Çin hükümeti, krizi yanlış idare etme sorumluluğundan kaçmak isteyen Batılı haber kuruluşları ve politikacılar tarafından haksız yere karalandığını iddia ederek olumsuz duyguya karşı geri adım attı.

Pew anketi genellikle halkın Çin hakkında daha iyimser görüşler sunduğu Asya, Latin Amerika ve Afrika’daki daha birçok ülkeyi kapsıyor. Ancak Pew Araştırma Merkezi’nde kıdemli bir araştırmacı olan Laura Silver, pandeminin güvenli ve güvenilir yüz yüze anket düzenlemeyi imkansız hale getirerek anketin uluslararası kapsamını azalttığını söyledi. Anket telefonla yapıldı ve görüşmeler yaklaşık 15 dakika sürdü.

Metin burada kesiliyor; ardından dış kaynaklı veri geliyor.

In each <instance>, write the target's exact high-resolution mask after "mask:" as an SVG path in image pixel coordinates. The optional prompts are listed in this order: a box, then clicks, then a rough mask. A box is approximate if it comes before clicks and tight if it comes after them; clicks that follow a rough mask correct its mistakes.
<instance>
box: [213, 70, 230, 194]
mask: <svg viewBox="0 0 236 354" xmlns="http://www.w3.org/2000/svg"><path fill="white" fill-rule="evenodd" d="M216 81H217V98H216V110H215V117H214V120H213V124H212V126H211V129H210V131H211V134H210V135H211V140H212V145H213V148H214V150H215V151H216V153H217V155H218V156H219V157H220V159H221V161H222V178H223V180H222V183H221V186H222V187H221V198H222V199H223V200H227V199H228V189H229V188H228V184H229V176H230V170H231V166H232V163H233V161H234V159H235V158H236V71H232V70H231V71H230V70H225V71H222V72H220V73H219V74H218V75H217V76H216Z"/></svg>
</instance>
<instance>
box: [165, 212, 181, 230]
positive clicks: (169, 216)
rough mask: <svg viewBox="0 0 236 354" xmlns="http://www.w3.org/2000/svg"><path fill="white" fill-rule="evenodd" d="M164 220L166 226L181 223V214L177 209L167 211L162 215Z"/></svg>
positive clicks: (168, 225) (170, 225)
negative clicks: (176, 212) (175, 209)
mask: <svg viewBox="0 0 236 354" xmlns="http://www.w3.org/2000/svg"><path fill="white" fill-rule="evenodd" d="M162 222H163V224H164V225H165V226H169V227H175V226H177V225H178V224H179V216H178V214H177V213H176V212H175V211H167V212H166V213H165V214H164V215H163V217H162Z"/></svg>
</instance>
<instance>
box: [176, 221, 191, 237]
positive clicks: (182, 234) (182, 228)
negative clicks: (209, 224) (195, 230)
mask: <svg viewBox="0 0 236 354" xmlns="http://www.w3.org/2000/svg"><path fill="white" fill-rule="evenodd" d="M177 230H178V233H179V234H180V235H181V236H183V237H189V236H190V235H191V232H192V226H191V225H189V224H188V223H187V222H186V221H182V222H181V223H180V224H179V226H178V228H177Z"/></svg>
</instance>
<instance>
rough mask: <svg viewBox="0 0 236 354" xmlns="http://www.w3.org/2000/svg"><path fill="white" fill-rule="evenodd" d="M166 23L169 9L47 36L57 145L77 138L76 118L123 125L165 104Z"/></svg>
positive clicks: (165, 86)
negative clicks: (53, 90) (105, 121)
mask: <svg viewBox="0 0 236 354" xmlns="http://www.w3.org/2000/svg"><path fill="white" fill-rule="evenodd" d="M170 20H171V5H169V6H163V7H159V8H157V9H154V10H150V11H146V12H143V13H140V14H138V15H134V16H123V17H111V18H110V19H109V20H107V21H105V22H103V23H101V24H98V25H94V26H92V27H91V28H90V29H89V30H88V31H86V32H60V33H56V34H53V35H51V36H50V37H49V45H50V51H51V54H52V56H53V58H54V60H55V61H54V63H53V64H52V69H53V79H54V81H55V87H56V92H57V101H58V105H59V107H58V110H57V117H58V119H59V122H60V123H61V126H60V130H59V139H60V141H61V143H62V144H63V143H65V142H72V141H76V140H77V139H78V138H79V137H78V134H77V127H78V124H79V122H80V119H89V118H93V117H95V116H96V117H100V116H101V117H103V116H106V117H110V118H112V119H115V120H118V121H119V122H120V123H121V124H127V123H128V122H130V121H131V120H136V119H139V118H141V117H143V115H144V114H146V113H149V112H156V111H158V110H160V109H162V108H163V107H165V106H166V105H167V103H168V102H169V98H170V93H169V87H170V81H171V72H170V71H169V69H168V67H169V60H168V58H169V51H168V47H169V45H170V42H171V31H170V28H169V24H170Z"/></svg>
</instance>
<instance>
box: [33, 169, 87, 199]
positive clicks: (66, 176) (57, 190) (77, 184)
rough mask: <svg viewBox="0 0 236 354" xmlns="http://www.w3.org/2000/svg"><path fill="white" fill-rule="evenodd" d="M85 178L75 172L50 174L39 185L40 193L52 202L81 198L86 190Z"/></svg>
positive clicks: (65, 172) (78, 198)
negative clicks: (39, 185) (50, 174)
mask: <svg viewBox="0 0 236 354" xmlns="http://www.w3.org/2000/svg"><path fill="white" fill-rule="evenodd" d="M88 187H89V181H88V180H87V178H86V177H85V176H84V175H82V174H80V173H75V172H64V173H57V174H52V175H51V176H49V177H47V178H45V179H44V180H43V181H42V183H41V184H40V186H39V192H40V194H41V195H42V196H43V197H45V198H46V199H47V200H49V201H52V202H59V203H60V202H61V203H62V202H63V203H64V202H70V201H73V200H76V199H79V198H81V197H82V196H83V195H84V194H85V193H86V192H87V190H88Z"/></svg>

Bayan Kassam, Pekin ile yakından uyumlu ülkelerdeki kamuoyunun pandemiye rağmen Çin’in lehine kalmasının muhtemel olduğunu söyledi. “Çin’in Covid’i ele alış biçiminin herhangi bir fikri çok fazla değiştirmediğini, ancak mevcut algıları sağlamlaştırdığını düşünüyorum.”

Çinli liderler, Pew anketine katılan pek çok kişinin ABD’nin pandemiyi nasıl ele aldığına dair daha da sönük bir görüşe sahip olması konusunda biraz teselli bulabilir. 14 ülkede ankete katılan kişilerin ortalama yüzde 84’ü ABD’nin koronavirüsle kötü bir iş çıkardığını söyledi.

Şanghay’daki akademisyen Profesör Shen, “Sonuçta, bu Amerika için Çin’den daha zararlı” dedi. Çin, bundan ölen 210.000 Amerikalıyı açıklamak için kullanılamaz” dedi.